Wednesday, November 10, 2010

Defragmenting lazy bytestrings

In the last post, I introduced the blaze-builder library and stressed the point that it is important to ensure a large average chunk size for the constructed lazy bytestrings. In this post, I'll give a concrete example of why ensuring a large average chunk size matters.

You probably know the nice zlib library that allows you to compress a lazy bytestring with a single call to

    compress :: L.ByteString -> L.ByteString

I will use compress to illustrate that small chunk sizes can be costly. Actually, they can be so costly that it is  worth it to first "defragment" the lazy bytestring before compressing it. Using the blaze-builder library, defragmentation is easily defined as follows.

    defragment :: L.ByteString -> L.ByteString
    defragment = toLazyByteStringfromLazyByteString

The builder created using fromLazyByteString copies the chunks up to a size of 8kb and insert them directly in the output stream otherwise.
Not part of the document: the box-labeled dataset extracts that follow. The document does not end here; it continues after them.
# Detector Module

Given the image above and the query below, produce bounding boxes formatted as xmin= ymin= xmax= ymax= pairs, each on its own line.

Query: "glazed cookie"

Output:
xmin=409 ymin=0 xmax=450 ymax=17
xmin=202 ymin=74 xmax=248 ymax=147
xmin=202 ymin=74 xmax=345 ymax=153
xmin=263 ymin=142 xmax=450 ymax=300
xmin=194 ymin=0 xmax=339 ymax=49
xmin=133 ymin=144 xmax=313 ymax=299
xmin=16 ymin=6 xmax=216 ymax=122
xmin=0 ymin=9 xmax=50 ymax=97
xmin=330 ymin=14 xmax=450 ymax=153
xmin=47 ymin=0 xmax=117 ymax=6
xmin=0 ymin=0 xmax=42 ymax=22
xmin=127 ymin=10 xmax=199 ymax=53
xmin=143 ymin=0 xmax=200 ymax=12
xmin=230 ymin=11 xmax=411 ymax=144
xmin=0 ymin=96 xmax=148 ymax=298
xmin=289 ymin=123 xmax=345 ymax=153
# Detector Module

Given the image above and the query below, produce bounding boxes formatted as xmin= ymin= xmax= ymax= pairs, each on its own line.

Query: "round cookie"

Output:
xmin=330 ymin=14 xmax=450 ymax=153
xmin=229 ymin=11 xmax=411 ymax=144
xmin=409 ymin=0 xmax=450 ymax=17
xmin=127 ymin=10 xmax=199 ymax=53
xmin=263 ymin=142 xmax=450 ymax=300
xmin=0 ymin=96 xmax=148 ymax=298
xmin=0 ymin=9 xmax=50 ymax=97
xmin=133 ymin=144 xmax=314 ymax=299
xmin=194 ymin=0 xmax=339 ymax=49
This way we can guarantee a minimal average chunk size of 4kb no matter when the output buffer is flushed due to a direct insertion of an 8kb block.

The following plot shows the measured times in boxplot format for defragmenting ("compaction only"), direct compression, and compression with preceding compaction of 200kb of data represented as a lazy bytestring for different fixed chunk sizes.

As in my previous post, the benchmarks were measured on a Core2 Duo T7500 with 2GB RAM and Linux 2.6.32-24 i686 and GHC 6.12.3. The corresponding measurement log can be found here. A log-log plot exhibiting more information on the behaviour of defragment for larger chunk sizes can be found here.

The above plot shows that compress profits heavily from defragmentation. Sadly, I do not yet know the cause for the significant slowdown of compress for lazy bytestrings with a small average chunk size. I guess it is a combined effect of the cost of the FFI calls (how big are they actually?) and perhaps some implementation overhead stemming from large amount of state being threaded through the implementation of compress. Comments and clarifications are very much welcome.

Note that as for filesystems, an even better solution than using regular defragmentation is to avoid fragmentation in the first place, which you can achieve by using a Builder for constructing lazy bytestrings. Note also that fromLazyByteString currently does not wrap bytestrings around buffer boundaries, which results in some unnecessarily spilled memory for medium (1kb - 8kb) chunk sizes. I'll implement that in the near future and will post the new measurements here.

1 comment:

  1. Nice work, Simon! Nothing like a combination of a nice performance tip and some good data to back it up to put a smile on my face :-)